Severe Flooding Cuts Off Lone Road to Alaska's Oilfield

Maritime Activity Reports, Inc.

May 23, 2015

Bill Walker photo Wikipedia

Bill Walker photo Wikipedia

 

Alaska's lone road to North Slope oil field operations remains closed for the third time in two months while emergency crews continue to redirect flooding from an adjacent river, state officials said on Friday.

Alaska Governor Bill Walker's office said he would sign a second disaster proclamation while in Deadhorse, the base of operations for several oilfields, after a three-day tour of drill sites that included a fly-over of the flooded area.

Production and pipeline operations have not been affected by the closure, said BP Plc spokeswoman Dawn Patience, operator for the Prudhoe Bay field.

A 10-mile stretch of the Dalton Highway leading into Deadhorse shut down early on Monday morning and state transportation officials had hoped to re-open the roadway on Friday.

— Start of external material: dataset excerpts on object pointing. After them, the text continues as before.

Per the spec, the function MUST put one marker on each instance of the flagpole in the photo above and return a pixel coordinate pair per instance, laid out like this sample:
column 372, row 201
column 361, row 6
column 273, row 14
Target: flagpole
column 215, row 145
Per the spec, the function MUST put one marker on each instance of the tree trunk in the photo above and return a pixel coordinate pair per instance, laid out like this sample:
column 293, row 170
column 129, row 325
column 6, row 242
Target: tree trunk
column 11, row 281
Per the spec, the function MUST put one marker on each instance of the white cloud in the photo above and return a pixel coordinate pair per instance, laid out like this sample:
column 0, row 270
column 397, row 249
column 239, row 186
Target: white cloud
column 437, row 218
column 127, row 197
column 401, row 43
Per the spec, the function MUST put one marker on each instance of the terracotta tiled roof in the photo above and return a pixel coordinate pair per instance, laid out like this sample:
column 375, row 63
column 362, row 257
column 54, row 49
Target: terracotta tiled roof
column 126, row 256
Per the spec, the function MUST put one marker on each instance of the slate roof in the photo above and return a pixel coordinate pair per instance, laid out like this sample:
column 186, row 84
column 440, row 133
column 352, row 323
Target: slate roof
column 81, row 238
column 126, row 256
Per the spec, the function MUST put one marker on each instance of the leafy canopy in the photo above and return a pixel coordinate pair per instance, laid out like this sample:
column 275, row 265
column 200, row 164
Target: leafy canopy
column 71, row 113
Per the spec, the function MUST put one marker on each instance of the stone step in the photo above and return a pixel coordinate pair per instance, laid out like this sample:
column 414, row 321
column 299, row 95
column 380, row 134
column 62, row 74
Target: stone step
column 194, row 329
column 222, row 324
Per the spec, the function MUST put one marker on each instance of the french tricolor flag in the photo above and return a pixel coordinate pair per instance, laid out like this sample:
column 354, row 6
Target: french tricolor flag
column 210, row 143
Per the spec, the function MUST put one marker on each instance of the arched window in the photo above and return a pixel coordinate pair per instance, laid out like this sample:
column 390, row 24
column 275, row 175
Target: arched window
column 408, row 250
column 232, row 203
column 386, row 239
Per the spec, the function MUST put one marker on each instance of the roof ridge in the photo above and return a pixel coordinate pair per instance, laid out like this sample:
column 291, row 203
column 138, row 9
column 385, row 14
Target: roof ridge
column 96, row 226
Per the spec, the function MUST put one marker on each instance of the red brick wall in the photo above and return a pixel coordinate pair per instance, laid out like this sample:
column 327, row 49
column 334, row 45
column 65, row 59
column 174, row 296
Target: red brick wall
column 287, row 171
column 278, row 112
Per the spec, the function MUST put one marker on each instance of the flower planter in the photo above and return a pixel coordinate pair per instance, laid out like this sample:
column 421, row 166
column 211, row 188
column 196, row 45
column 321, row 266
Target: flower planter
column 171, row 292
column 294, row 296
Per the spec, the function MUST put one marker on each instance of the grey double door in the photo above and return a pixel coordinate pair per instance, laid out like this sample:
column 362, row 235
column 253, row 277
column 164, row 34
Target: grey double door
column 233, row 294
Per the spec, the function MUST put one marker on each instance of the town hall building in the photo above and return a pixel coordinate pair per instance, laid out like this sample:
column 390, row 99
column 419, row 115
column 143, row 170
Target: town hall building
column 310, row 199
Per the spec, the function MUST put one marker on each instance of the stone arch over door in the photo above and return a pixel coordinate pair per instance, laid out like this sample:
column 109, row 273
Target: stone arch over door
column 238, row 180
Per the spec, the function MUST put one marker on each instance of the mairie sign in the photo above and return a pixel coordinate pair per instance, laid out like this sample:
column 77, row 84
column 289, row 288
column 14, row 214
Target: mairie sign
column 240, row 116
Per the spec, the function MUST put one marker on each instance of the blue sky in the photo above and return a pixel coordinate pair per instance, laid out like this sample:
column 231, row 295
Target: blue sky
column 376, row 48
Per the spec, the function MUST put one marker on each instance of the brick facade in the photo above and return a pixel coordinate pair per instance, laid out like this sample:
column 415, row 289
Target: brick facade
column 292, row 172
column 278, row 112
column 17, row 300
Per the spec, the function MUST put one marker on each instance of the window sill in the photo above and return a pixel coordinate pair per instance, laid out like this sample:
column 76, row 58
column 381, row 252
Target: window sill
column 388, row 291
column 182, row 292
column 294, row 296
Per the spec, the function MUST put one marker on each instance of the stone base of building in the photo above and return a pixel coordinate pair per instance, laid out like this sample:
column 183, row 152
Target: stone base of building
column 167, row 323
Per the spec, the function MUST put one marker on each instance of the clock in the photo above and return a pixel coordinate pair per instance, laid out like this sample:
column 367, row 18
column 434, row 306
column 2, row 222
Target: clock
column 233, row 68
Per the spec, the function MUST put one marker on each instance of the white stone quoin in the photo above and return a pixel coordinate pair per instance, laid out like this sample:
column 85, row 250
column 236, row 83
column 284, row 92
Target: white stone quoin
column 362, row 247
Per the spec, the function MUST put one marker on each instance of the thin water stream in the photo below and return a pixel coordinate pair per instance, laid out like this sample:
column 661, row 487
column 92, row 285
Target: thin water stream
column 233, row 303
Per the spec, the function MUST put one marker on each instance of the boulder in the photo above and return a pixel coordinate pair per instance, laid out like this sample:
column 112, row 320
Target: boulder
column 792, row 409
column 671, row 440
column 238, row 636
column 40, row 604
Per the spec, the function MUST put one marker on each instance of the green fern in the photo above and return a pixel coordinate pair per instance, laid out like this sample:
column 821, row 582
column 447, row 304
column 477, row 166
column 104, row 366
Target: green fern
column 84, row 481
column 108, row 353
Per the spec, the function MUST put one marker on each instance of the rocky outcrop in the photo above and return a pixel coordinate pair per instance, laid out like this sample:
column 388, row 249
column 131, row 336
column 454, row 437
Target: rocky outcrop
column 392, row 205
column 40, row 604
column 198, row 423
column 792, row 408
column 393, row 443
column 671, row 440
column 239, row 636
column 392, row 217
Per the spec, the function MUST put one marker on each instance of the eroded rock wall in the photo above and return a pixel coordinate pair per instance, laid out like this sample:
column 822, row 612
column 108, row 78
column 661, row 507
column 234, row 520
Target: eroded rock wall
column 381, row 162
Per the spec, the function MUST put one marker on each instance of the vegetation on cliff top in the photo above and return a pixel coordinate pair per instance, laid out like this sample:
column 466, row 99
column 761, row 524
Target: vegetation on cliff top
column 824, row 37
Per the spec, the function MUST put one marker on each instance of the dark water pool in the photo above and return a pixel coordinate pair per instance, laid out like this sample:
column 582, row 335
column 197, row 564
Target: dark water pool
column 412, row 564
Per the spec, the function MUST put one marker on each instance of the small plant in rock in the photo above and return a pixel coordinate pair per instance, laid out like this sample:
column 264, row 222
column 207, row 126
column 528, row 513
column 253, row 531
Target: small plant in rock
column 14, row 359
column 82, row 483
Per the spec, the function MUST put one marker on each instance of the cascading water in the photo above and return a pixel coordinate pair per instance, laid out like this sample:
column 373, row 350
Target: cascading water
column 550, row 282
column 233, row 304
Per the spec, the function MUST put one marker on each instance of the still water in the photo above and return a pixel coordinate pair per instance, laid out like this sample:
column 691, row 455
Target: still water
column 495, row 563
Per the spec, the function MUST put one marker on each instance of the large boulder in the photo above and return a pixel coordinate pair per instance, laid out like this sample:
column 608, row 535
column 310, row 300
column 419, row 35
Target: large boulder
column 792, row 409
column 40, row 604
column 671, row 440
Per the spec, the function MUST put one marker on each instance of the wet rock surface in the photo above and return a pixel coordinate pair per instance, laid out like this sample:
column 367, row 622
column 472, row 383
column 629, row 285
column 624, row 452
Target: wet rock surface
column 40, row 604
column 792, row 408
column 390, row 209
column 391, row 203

The Dalton Highway starts north of Fairbanks near Livengood, and receives heavy commercial truck traffic year round, but also a growing demand from tour companies during the summer.

High waters from the Sagavanirktok River, however, prevailed and delayed the opening into next week, state transportation department spokeswoman Meadow Bailey said.

"Right now we can't make any predictions on re-opening," Bailey said.

Of the 414 miles (666 km), nearly 80 miles now remain closed, she said.

Since Monday's closure, Bailey said water traveled farther north encroaching various camps and the Deadhorse Airport.

There were additional washouts farther south, prompting officials to extend the closure, Bailey said.

The series of shutdowns began March 30 for three days and again April 5 for another 10 days before commercial and private vehicles could use the road.

There are "serious logistical problems facing many businesses and private contractors" in the area, Walker's office said.

Causes for the closures date to last summer's heavy rains that underwent extensive freezing over the winter with sheets of ice trapping water and causing spring floods.

Crews made up of state and contract workers designed a trench system that drained water away from the road and into another waterway.

But the rapid spring thaw driven by unseasonably high temperatures created additional flooding, prompting another closure.